What was your initial inspiration for A Season of sinister dreams?
I started this book six or seven years ago, when I’d had some setbacks and was wondering if I had a future as an author. Thematically, the inspiration was this effort to process the grief I was feeling. I wanted to write a story about finding a way back to hopefulness and a sense of agency and magic. More logistically, my inspiration was my dog. Ha ha. He was a great source of comfort for me back then and is still to this day, as a grizzled old gentleman of thirteen. Spoiler: I dedicated this book to him. I’m sure he’ll be very honored when he sees it. Lol
What is your writing process like? Do you pre-plot or just go with the flow and plot while you write?
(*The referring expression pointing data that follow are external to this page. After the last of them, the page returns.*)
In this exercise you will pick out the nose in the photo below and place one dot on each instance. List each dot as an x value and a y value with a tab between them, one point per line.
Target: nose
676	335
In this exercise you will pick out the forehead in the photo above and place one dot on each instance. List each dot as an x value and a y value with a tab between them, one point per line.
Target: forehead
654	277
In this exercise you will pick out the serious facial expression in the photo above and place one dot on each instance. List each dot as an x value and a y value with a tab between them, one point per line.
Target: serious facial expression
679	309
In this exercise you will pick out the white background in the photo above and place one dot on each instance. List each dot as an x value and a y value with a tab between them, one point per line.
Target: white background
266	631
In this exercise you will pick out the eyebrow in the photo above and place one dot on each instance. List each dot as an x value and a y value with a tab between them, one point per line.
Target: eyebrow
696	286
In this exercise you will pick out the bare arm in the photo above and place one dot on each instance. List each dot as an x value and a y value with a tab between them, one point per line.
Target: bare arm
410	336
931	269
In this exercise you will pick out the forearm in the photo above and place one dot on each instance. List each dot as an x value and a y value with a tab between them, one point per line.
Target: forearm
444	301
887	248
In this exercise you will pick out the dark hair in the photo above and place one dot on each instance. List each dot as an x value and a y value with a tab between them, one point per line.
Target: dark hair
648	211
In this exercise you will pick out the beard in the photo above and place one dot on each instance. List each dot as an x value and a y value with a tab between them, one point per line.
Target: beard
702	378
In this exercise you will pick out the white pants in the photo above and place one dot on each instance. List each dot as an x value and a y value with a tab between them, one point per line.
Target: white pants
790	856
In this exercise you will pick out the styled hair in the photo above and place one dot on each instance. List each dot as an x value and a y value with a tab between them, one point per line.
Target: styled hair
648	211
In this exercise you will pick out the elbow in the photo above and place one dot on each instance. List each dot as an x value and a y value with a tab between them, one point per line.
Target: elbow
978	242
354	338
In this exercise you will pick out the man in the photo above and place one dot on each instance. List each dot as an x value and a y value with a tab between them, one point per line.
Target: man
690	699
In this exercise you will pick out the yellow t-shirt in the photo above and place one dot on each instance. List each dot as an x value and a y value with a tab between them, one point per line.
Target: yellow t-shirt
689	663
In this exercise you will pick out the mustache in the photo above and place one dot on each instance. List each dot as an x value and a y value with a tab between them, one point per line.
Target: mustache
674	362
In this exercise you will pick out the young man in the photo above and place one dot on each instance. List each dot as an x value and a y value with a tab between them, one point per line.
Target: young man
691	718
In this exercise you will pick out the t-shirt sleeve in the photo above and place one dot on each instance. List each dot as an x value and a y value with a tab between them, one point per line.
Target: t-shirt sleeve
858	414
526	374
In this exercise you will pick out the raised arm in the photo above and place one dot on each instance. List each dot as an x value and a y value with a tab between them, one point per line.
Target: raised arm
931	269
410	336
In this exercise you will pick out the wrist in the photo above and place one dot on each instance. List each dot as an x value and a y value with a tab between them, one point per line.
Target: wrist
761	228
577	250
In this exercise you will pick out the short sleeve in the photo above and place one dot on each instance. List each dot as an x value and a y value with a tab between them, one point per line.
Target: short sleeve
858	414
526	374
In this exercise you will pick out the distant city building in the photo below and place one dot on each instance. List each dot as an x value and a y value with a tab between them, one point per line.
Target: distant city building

I can’t completely pants a manuscript. I usually work out the premise, the world, the basic turning points, and the end goal before I start writing. Then I’ll plot out smaller scene-by-scene moments as I go. I also tend to revise as a warmup before drafting new words. So each day I’ll sit down and read through the last chapter or two and tweak before moving on. But once the first draft is done, revisions are where the magic really happens for me! I definitely prefer revising to drafting.
A Season of Sinister Dreams is told from two different points of view, Annalise’s and Evra’s. Which was your favorite to write?
Hmm. Probably Annalise’s. She’s the first “villain” I’ve written from the point of view of, and she also…wasn’t a POV character in original drafts of the book! So I got to write her after the initial structure and plot was established, which meant I could have fun with her from the very beginning. But I love Evra so much too, and relate to her the most of both characters.
What is your favorite part of writing, and writing for YA specifically?
I feel like with every book I write, I’m not only trying to empower my characters, but also empower myself. And I think that thematic through-line works really well in books for young adults. When you’re in your teens and twenties, you’re trying to figure yourself and the world out. That was certainly true for me, and, honestly, I’m still on that path, still trying to make sense of it all. But I spent a lot of my teenaged years with low self-esteem, wondering if I could ever have the things I wanted, like strength and confidence and adventure and love. So I write those things for my characters, and for myself.
What advice would you offer to new writers?
The only way you fail in this business is to stop trying. But it can be a long, slow, demoralizing slog, so write about what you love, and be authentic, and find the joy for yourself. Because, at the end of the day, you’re your first and most important reader. Write for yourself first. And have fun! 🙂
Furyborn meets A Curse So Dark and Lonely in this thrilling fantasy about two powerful girls coming together to protect their beloved kingdom—from the author of Grace and Fury.
Annalise may be cousin to the prince, but her past isn't what she claims, and she possesses a magic so powerful it takes all her strength to control it. Evra is a country girl, and has watched as each friend and family member came into their own magic, while hers remains dormant. But everything changes after Annalise loses control of herself and Evra begins experiencing the debilitating visions of a once-in-a-generation clairvoyant meant to serve the crown.
About the Author
Tracy Banghart grew up in rural Maryland and spent her summers on a remote island in northern Ontario. All that isolation and lovely scenery gave her the time to read voraciously and the inspiration to write her own stories. Always a bit of a nomad, Tracy now travels the world Army-wife style with her husband, son, and several mischievous fur babies. She is the author of Grace and Fury and Queen of Ruin.